On the 5th of June, a hacker uploaded a file containing approximately 6.5 million of LinkedIn’s passwords (encoded as SHA-1 hashes). The following day, LinkedIn publicly acknowledged that the published passwords did indeed belong to LinkedIn users. As no further information was released, the full impact of the breach is not clear yet. Specifically, if no usernames were accessible by the hacker then the importance of the passwords disclosure is negligible. However, had the hacker gained access to the full credentials (i.e. the passwords’ respective usernames) that could have a significant business impact on the whole LinkedIn network.
For this column, I will focus on the business impact of such hypothetical credentials breach on the social network users’ privacy and to the social network’s product, as even if no actual harm was done in that specific incident, it should serve as a red flag for all social networks.
On a social network, your privacy’s weakest link is your worst friend
Data security is traditionally defined by three core principles known as The CIA triad: Confidentiality, Integrity and Availability of data. On most online services (e.g., Webmail) the CIA is usually kept as follows: The application provider makes sure that the access to the user’s data is confined to the relevant user only. Therefore, an attacker can obtain or change the user’s data only by directly attacking the user (e.g., stealing one’s password with a malware) or the application. In the world of social networks, since the whole purpose is to enable its users to share data with their peers – the model is different. While the integrity and availability of the data are still very much under the control of the user and the application, the data confidentiality involves another party – the user’s connections (i.e., friends, followers, depending on the specific social network terminology).

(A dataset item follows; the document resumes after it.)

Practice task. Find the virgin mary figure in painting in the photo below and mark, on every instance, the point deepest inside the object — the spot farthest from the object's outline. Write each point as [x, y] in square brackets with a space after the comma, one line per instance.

Let’s consider the following scenario: You are sharing some pictures with your friends over the social network. Even if you set the privacy definitions to restrict access to friends only, nothing stops one of your friends from saving a picture and reposting it to the general public bypassing whatever privacy setup a user may have put in place. Therefore, the social network adds another attack surface against users’ privacy – the users’ friends. On any social network, your privacy is only as good as the privacy of your most careless—or temporary—friend.
Hopefully, it’s now easy to see that the damage to the user’s privacy in the LinkedIn breach may not be confined to the ones that their password was revealed, but also to all of their friends! How? Even if a hacker doesn’t have your password but can access a friend’s account, they are now your “worst friend.”

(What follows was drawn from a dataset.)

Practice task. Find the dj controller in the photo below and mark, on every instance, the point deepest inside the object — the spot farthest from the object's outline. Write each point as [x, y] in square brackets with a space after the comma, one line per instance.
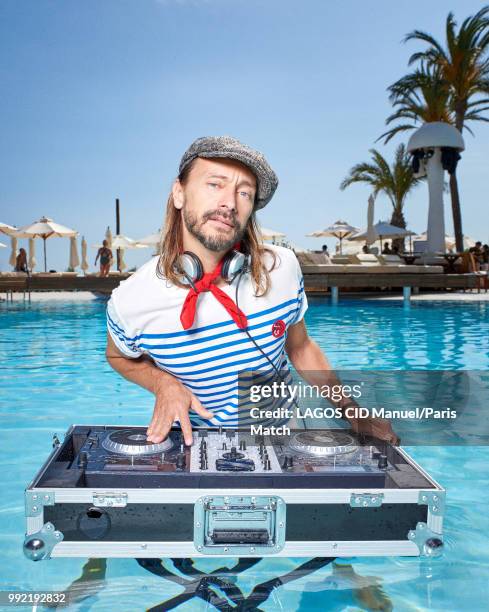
[127, 455]
[108, 491]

Quantifying the privacy damage
In order to estimate the damage we first need to estimate how many accounts’ would be directly jeopardized by such hypothetical credentials breach. The disclosed passwords file contained some 6.5 million unique passwords. Since passwords are humanly selected, repetitions are bound to be found.
In the RockYou password breach , which now serves as the gold standard for passwords study, it was found that the uniqueness of the password was less than 50%, i.e. each password was used more than twice on average. Therefore, it’s safe to assume that the number of accounts directly hit with such hypothetical breach would well exceed the 10 Million mark. For this reason, we will use 10M as our approximation for the number of breach-able accounts.
Now let’s move forward with an estimate of collateral damage. How many friends did the directly hit accounts have? A naïve approach would be to multiply 10M by the number of the average unique friends each member has. It’s easy to see that if the number exceeds 16, then 10M breached accounts would span the whole 160M members of the social network.
To conduct a more thorough analysis, let’s use a study conducted by Stanford researchers from 2008. In this study, it was shown that it is enough to randomly select 6% of the accounts in a social network in order to span 50% of the network’s topology. For a social network which consists of 160M users, 6% is just about 10M compromised accounts.
It should be noted that once the password barrier has been removed by the attacker, it is technically very easy to harvest data, as illustrated some years ago when 100M publicly available Facebook’s profile were harvested by a security researcher.
Summing up, the collateral damage of such potential credential breach to the privacy of LinkedIn users could have easily included half of LinkedIn users – just shy of 100M users.
Quantifying the monetary damage
How valuable is LinkedIn’s data topology data? The social graph data is pretty much the main asset of Linkedin. This data is the revenue base for LinkedIn, as described on their SEC filing: “42 percent of 2010 revenue came from hiring solutions ($101.8 million), 33 percent came from marketing ($79.3 million); and 25 percent came from premium subscriptions ($61.9 million).”
The market is currently evaluating LinkedIn (NYSE: LNKD) to be worth more than $10B. When it comes to social networks, “friendliness” determines value. In the case of Facebook, for instance, one observer wrote, “We are not the customers of Facebook, we are the product. Facebook is selling us to advertisers.” The same is true for LinkedIn. Someone could have (or did) steal most of the LinkedIn product. Taking that into account really emphasizes the negligence of LinkedIn protecting its main asset. Could it be that we need to add LinkedIn’s investors as the main victims of the breach?